If the new deal becomes reality, countries where the headquarters of multinational companies are located would collect a tax on the profits of their subsidiaries to ensure that profits are taxed at an effective rate of at least 15% on a country-by-country basis. For example, if the Irish subsidiary of a French multinational has an effective tax rate in Ireland of 10%, then France would collect a tax of 5% to arrive at a rate of 15%. Other countries would proceed similarly with their own multinationals.
If well implemented, a minimum tax of this kind would remove incentives for countries to offer rates lower than 15%, since these low rates would be offset by additional taxes owed in the parent country. This would alleviate some of the most extreme forms of tax competition, such as the choice by some countries to offer zero statutory rates or close to zero effective tax rates. Existing estimates suggest that about 36% of multinational profits are shifted to tax havens each year.
However, the proposed agreement on minimum taxation is also defective in several key aspects, some of which could determine whether this proposal brings us closer to a post-neoliberal world or slows that process already underway. The rate—15%—is lower than what working-class and middle-class people typically pay in high-income countries. It is also lower than the average statutory rate that corporations face in those places. There is a risk that such a low reference point might trigger an additional reduction in statutory corporate tax rates, thus reinforcing the race-to-the-bottom with corporate taxation observed since the 1980s. A higher rate (of 25%, for example) would reduce the risk of such a counterproductive outcome.
The draft agreement also includes carveouts allowing corporations with sufficient activity in low-tax countries to be exempt from the minimum tax. Multinationals would be allowed to reduce profits subject to the minimum tax by an amount equal to 5% of the value of their assets and labor costs in each country. Conceptually, a minimum tax with no substance-based carveout means that some tax rates are considered too low by the international community. A minimum tax with carveouts, by contrast, reflects a different perspective. With such a tax, a company that owns $1 billion in assets in a country with a 0% corporate tax rate, and makes $50 million in profit there, would still be subject to no tax at all. A minimum tax with carveouts for capital and employment does not address the race to the bottom in corporate taxation.
The EU Tax Observatory, an independent research lab at the Paris School of Economics I help lead, is exploring potential solutions and proposals to address these types of tax and inequality challenges. The lab conducts and disseminates research to produce publicly accessible data that advances dialogue on the future of taxation between the scientific community, civil society, and policymakers in the European Union and worldwide. As part of its research efforts to examine how global regulations could effectively prevent corporate tax evasion, the group found that the revenue potential of a minimum tax is large, but that revenues depend crucially on the rate chosen and on whether substance carveouts are allowed. In the United States, the European Union, and the main developing countries combined, a 25% minimum tax without carveout would generate almost four times more revenue than the current OECD-led proposal of 15% with carveouts: $575 billion per year, as opposed to $150 billion.

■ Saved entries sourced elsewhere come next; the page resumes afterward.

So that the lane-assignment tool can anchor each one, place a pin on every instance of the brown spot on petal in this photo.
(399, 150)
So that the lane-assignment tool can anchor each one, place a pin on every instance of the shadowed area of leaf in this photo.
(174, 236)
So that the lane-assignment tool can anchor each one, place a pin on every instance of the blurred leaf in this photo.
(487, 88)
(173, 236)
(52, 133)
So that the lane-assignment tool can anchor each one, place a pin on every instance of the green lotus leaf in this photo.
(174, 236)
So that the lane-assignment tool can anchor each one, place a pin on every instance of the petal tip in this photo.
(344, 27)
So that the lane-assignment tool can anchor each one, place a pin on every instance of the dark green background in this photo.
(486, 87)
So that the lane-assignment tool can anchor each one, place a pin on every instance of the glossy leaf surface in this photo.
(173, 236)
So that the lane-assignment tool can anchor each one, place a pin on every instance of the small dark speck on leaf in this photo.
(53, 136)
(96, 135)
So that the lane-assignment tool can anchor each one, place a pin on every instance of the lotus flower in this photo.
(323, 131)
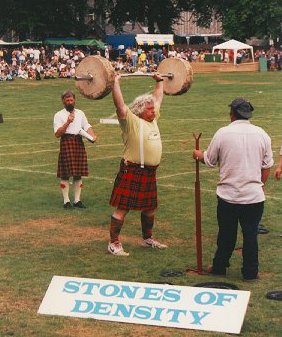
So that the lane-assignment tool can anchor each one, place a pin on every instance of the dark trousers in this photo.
(228, 217)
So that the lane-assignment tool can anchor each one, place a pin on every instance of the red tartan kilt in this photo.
(72, 157)
(135, 188)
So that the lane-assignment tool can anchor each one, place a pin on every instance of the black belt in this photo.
(70, 135)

Big multinational companies—and their shareholders—have been the main winners from globalization: their profits have boomed thanks to the ever-closer integration of world markets. With the rise of their activity, so too have their power and influence increased. For some of the largest multinationals, this power now rivals that of nation-states. These disproportionate gains demonstrate a clear shortcoming of neoliberalism’s approach to unfettered, globalized growth: instead of producing conditions in which everyone wins, a select few are able to amass more profit and more power while paying less in taxes than the average worker. And although the June 2021 minimum tax agreement attempts to establish a new economic order, its blindspots won’t sufficiently curb corporate tax evasion and actually puts us at risk of making the problem worse.
Thus, asking multinational firms to pay $150 billion more in taxes annually when they could pay $575 billion more (with a rate, 25%, which would remain low in a historical perspective) is a political choice, and one that needs to be democratically and transparently debated.